Feminismo y política de género

• Argumentamos que una transformación feminista de la izquierda es esencial y necesaria.

• ​​Somos pro-transfeministas; nuestra política está influenciada por los feminismos queer y “sex-radical”.

• El género y la sexualidad son materiales.

Micropolítica y subjetividad

• Enfatizamos la necesidad de enfoques radicales de izquierda sobre el afecto, la emoción y el poder interpersonal.

• Llamamos a la reflexión sobre los modos en que la proyección, la fetichización y la nostalgia configuran la política de izquierda.

Nacionalismo e identidades colectivas

• Nos oponemos en última instancia a todas las formas de nacionalismo, reconociendo su lógica inherentemente excluyente.

• Si bien apoyamos las luchas contra la opresión nacional, queremos fortalecer las tendencias antinacionalistas y democráticas dentro de dichos movimientos.

• Abogamos por la pertenencia planetaria por encima de los apegos etnonacionales.

“Raza”, racismo y sesgo atlántico

• Cuestionamos el sesgo atlantista en las concepciones dominantes de la izquierda sobre la “raza”.

• Insistimos en una comprensión más matizada y global de la racialización y el imperialismo.

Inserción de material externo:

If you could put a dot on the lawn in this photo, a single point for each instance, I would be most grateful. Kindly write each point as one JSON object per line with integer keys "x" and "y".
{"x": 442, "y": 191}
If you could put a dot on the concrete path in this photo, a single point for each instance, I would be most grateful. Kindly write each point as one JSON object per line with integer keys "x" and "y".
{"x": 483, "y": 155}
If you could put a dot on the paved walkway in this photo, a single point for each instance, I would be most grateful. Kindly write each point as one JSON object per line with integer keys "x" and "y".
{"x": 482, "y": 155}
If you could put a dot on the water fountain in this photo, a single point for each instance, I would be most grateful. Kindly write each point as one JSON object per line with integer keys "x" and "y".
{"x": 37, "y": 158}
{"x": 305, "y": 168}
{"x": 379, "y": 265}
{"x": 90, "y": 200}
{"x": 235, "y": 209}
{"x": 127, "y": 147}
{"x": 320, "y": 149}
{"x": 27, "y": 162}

• Advertimos contra la idealización que la izquierda hace de potencias “antioccidentales” como Rusia y China.

Fundamentalismos religiosos

• Nos oponemos a todos los fundamentalismos religiosos, incluyendo las variantes cristiana, musulmana, judía, hindú y budista.

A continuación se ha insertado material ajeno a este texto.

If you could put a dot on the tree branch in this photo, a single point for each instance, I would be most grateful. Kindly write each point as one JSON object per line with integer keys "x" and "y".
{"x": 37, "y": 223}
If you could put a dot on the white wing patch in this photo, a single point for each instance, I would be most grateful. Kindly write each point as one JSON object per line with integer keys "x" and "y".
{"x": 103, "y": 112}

• Mantenemos el término “fundamentalismos” para destacar el uso autoritario que estos movimientos hacen de la religión y el poder estatal.

• Nos oponemos a la islamofobia liberal, al tiempo que defendemos el secularismo emancipador.

Ambientalismo y extractivismo

• Nuestra visión ecológica de la emancipación es crítica con las versiones extractivistas de la política de izquierda.

• Llamamos a repensar la abundancia y a transformar las relaciones humanas con la naturaleza y la vida no humana.

• La izquierda debe reconocer la centralidad de los movimientos antiextractivistas, indígenas y campesinos para una política emancipadora global. 

Democracia y liberalismo

• Defendemos formas actuales de democracia política limitada, a la vez que trabajamos por una democracia más profunda.

• Criticamos el autoritarismo de aquellos sectores de la izquierda que desconsideran los derechos individuales y glorifican regímenes represivos pasados ​​y presentes.

• Abogamos por un compromiso táctico con la política electoral, rechazando tanto el abstencionismo como el distanciamiento maximalista.